FEY means not quite of this world? I always thought FEY meant girly. As in: that guy acts a little fey. Maybe I'm confusing it with another word, then.
Auxesis sounds like one of the Titans. Atlas's second cousin twice removed (by Zeus), perhaps.
Auxesis sounds like one of the Titans. Atlas's second cousin twice removed (by Zeus), perhaps.
From an online dictionary:
fey (f)
adj.
1.
a. Having or displaying an otherworldly, magical, or fairylike aspect or quality: "She's got that fey look as though she's had breakfast with a leprechaun" Dorothy Burnham.
b. Having visionary power; clairvoyant.
c. Appearing touched or crazy, as if under a spell.
2. Scots
a. Fated to die soon.
b. Full of the sense of approaching death.
....and I think you guys must have made up all those words full of z's and y's!!!!
fey (f)
adj.
1.
a. Having or displaying an otherworldly, magical, or fairylike aspect or quality: "She's got that fey look as though she's had breakfast with a leprechaun" Dorothy Burnham.
b. Having visionary power; clairvoyant.
c. Appearing touched or crazy, as if under a spell.
2. Scots
a. Fated to die soon.
b. Full of the sense of approaching death.
....and I think you guys must have made up all those words full of z's and y's!!!!
Ah! Debbie's definition #1 includes "fairylike aspect." Thus, "fey's" usage as in slightly "gay." It should be noted that kids (these days) have also appropriated "gay" to mean anything that's beneath them, or queer and stupid. "That's so gay," they'll say about something they don't like and are summarily dismissing.

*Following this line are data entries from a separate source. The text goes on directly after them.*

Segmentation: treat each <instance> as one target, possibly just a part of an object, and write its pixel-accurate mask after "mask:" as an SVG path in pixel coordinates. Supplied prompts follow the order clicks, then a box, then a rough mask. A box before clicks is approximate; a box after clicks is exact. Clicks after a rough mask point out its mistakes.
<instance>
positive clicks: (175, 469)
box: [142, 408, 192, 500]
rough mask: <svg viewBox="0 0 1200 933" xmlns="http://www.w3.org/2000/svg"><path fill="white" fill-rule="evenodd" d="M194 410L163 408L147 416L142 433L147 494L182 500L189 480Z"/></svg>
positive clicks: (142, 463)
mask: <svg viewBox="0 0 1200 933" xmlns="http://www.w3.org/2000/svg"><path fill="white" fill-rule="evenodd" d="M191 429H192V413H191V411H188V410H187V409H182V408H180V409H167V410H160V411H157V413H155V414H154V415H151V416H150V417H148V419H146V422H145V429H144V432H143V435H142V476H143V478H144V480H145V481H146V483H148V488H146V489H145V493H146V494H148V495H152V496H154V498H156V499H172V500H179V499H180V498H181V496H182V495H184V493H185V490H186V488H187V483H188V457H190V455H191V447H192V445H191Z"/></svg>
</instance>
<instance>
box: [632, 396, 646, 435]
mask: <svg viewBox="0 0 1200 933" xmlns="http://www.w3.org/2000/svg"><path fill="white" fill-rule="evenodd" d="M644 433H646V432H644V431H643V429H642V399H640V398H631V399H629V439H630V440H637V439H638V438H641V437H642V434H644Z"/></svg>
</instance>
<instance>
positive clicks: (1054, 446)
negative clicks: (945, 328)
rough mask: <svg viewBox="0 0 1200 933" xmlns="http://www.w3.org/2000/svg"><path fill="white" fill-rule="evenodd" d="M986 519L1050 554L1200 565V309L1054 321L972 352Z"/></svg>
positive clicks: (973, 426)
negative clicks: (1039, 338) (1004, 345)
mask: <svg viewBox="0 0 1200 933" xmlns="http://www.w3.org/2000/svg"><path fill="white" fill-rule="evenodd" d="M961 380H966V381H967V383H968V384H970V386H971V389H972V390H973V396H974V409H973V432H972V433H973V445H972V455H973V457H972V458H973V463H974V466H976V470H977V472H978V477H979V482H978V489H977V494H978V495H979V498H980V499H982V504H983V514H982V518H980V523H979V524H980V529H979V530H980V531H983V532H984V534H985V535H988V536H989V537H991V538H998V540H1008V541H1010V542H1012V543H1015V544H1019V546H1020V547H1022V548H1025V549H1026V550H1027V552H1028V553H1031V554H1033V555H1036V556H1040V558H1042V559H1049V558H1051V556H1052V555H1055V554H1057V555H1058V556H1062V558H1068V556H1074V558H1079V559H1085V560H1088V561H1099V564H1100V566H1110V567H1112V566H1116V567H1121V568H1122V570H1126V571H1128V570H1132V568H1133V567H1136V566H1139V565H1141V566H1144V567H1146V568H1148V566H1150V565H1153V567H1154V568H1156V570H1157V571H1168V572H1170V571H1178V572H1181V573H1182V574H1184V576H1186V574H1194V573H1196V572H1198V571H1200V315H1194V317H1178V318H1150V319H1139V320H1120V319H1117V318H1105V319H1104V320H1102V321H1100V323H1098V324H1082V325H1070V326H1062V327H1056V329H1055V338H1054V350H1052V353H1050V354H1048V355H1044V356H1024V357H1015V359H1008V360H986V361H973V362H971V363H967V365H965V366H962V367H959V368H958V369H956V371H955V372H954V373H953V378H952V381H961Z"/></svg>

Of course, that expression may be out of style by now. I'm usually 5 years behind the times (as opposed to curve or 8-ball or whatever else people get behind).
Thanks, Marco Polo, for the smart link!
Of course, that expression may be out of style by now. I'm usually 5 years behind the times (as opposed to curve or 8-ball or whatever else people get behind).
Thanks, Marco Polo, for the smart link!

"TheLurkingFear" actually is the title of a Lovecraft-tale... for my alter-ego I sought something lovecraftian, but on yahoo! all those I originally favored were already taken. So, I ended up with TheLurkingFear, a title which retrospectively proved rather adequate. On the hardsf and StephenBaxter-groups I lurk, be welcome to have a look.